Bir dağcı için gerçek dostluklar dağların hikayesinde gizliydi. Dağlarda arkadaşlık can yoldaşlığıydı. Fakat bu sefer durum biraz farklıydı. Ömer kendisine uzanan eli sımsıkı tutmuş, her zamanki gibi düştüğü yerden kalkmayı bilmişti. Ömer’in hayatı buna benzer düşüşlere çoğu zaman sahne olmuş fakat her düşüş onun daha güçlü kalkması ile sonuçlanmıştı. Bir gün Ömer evlerinin penceresinden gönlünde açan hayallerini izlemeye koyulduğu vakit bahçeden gelen goool sesi ile irkilmişti, bahçede maç yapan çocukların gol sevinci penceresinin önünde belirmişti. Aşağıya inip çocukların arasına katılmak istedi. Arkadaşları Ömer’i aralarına almışlardı; ancak bir sorun vardı Ömer çok yavaştı bu durum karşısında üzüntüsünü saklayamayan Ömer arkadaşlarından özür dileyerek maçı yarıda bırakıp eve geçti. Yaşadığı bu olumsuz durumu en sadık dostlarından biri olan penceresinden hayallerine aktarmıştı. Onlar gibi koşamıyor, topa vuramıyordu.
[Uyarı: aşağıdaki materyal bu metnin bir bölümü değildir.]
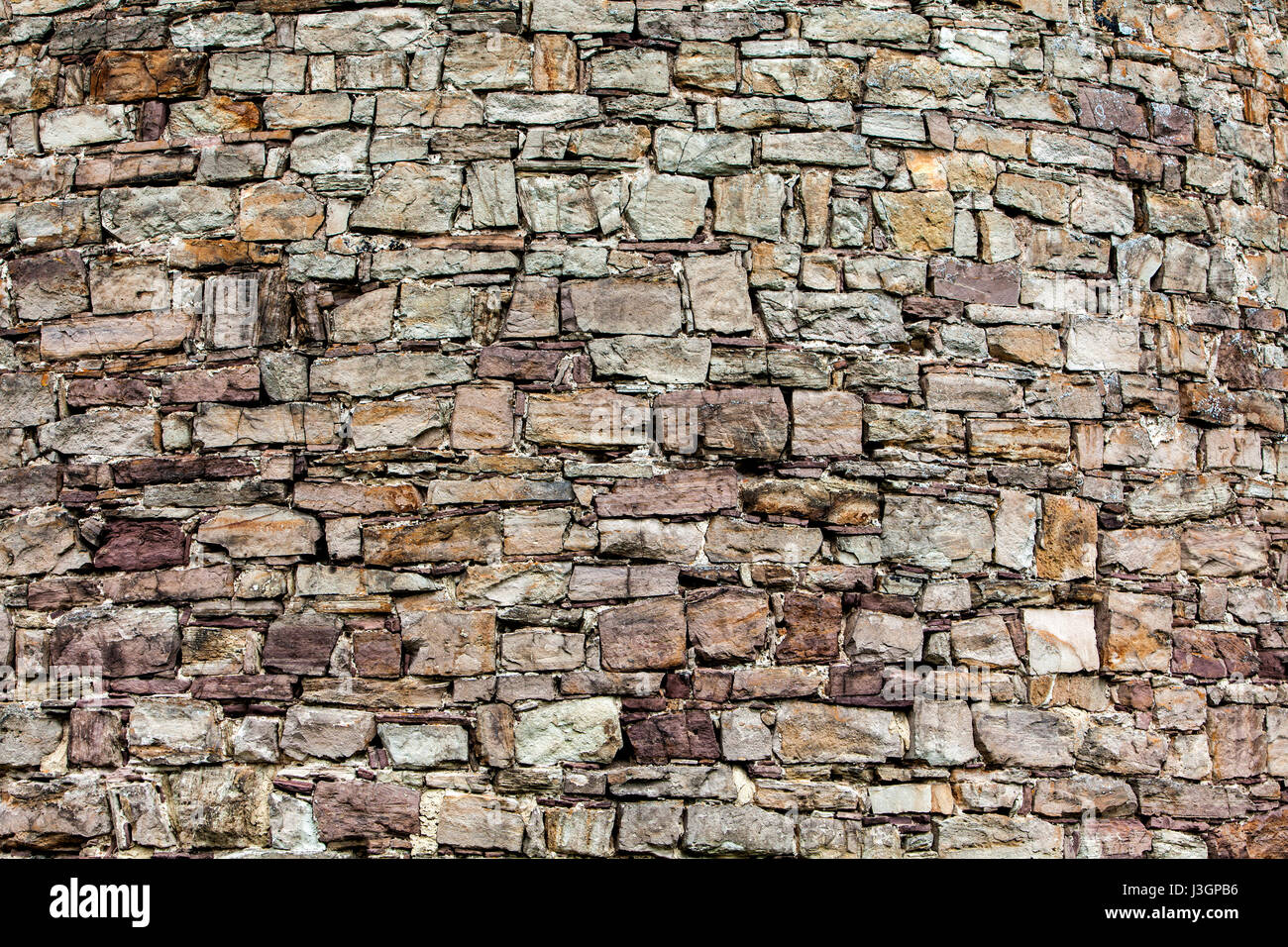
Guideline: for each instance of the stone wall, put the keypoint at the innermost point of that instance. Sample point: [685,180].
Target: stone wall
[618,428]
Bir çocuğun hayatını günlüğünde tutması gibi, Ömer’de sırlarını penceresine anlatırdı. Ömer bedenen yavaştı; ama özünde beslediği özellikler onun hayat sahnesinde ön planda olmasını sağlayacaktı. İçinde büyük bir güç vardı bu durumu biliyor ama penceresinde belireceği günü ve ona uzanacak dost elini bekliyordu.
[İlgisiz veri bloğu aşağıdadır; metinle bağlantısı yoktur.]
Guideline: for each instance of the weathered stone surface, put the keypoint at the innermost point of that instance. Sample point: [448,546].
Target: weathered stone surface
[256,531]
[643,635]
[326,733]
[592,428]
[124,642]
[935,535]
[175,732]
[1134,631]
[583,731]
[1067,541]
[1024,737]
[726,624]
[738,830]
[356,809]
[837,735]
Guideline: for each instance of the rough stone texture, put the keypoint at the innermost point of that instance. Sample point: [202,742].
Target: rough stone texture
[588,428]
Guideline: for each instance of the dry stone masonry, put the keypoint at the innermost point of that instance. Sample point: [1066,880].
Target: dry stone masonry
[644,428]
Lifosun zirvesine çeyrek kala yere yığılan Ömer, koltuk değneklerinin de elinden kayarak aşağıya yuvarlandığını görmesiyle boşlukta kalmıştı. Sağa ve sola şuursuzca bakarken Gürsel Bey ve Hakan Bey kendisinden yaklaşık 20 metre uzaklıktaydılar. Dağlardaki dostluk dünyanın en değerli dostluğuydu. Kendisine uzanan eli Gürsel abisinin eli gibi görse de Gürsel Bey o an için yalnızca bir histen ibaretti. Gürsel Bey Ömer Faruk’un iç yolculuğuna açılan bir kapıydı. Ömer’in elini tutan şey hayalleriydi penceresinden onu izleyen düşleriydi. Ömer dağlardaki yoldaşlığın önemini biliyor; fakat penceresinden akıp gelen hayal gücüyle hızlanmakta olan kendini daha yeni keşfediyordu. Ömer ayağa kalktı ve aşağıya koltuk değneklerine doğru yöneldi birisi yakınındaydı ancak diğeri iki üç metre aşağısına kadar sürüklenmişti, bu durum karşısında Ömer başını Lifosun zirvesine doğru çevirerek “Koltuk değneklerimi elimden almaya çalışıyorsun, bedenim yarım; fakat asla bu yoldan dönmek yok, az sonra senin zirvende olacağım ve dünyayı senin gözünden izleyeceğim, beni yıldıramayacaksın!” diye haykırdı. Bu sitem bir zirve yolculuğunun daha tamamlanacağına işaretti.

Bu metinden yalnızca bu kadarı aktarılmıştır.